Kaktovik est un endroit plus difficile pour encourager le ski. Le terrain est complètement plat et, sans topographie significative, aller skier sur la toundra battue par le vent à l’extérieur du village n’a pas le même attrait. Au lieu de cela, lorsque nous emmenions les enfants à l’extérieur, nous construisions souvent des sauts sur des collines formées par les congères à plusieurs étages.

Lorsque j’ai visité Kaktovik début mai 2019, nous n’avons pas pu skier à l’extérieur pendant la première moitié de la semaine en raison d’une tempête de vent incessante. Quand le vent s’est finalement calmé, les autres entraîneurs et moi sommes allés faire une promenade de 23 heures dans la pénombre du soleil et avons été chargés par un ours polaire.

Le reste de la semaine s’est déroulé avec un horaire très limité. Quand nous avons fait du ski, c’était sous la surveillance de deux gardes-ours du village, armés de fusils. (Kaktovik est une destination de choix pour observer les ours polaires à la fin de l’été, mais cette trêve difficile avec les ours entraîne de plus en plus de problèmes avec l’arrivée d’ours enhardis en ville.)

Les idées fausses sur l’Alaska rural abondent dans les villes.
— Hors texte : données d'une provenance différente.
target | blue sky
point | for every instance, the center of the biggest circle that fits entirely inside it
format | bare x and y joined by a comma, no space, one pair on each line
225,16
Au pire, les habitants de la ville de l’Alaska considèrent souvent les villages comme des endroits sombres et peu attrayants. Mais, pendant mon temps en tant que moniteur de ski, j’ai trouvé exactement le contraire.

Il y a un trope souvent répété sur le tissu social serré que l’on trouve dans les petites villes. Mais dans l’Alaska rural, c’est quelque chose qui se ressent de manière subtile – la façon dont les enfants plus âgés aident les plus jeunes sans aucune trace de ressentiment, ou comment tous les adultes de la ville sont essentiellement les tuteurs de tous les enfants.

Pendant mon séjour à Skiku, j’ai fini par comprendre mon état d’origine dans une bien plus grande mesure, améliorant ma compréhension humiliante et lugubre de sa géographie physique et culturelle. Parfois, je pense que c’est la vraie valeur du programme: nous amener les Blancs de la ville d’Alaska dans les villages pour voir à quoi ressemble la vie, afin que nous puissions arrêter de perpétuer des récits apocryphes et réducteurs. Après tout, sans Skiku, il serait difficile pour moi de trouver une raison de passer une semaine dans un village différent chaque année.

Mais finalement, mes motivations personnelles n’ont pas d’importance, et les enfants ne se demandent pas s’ils m’apprennent leur vie. Ils adorent skier.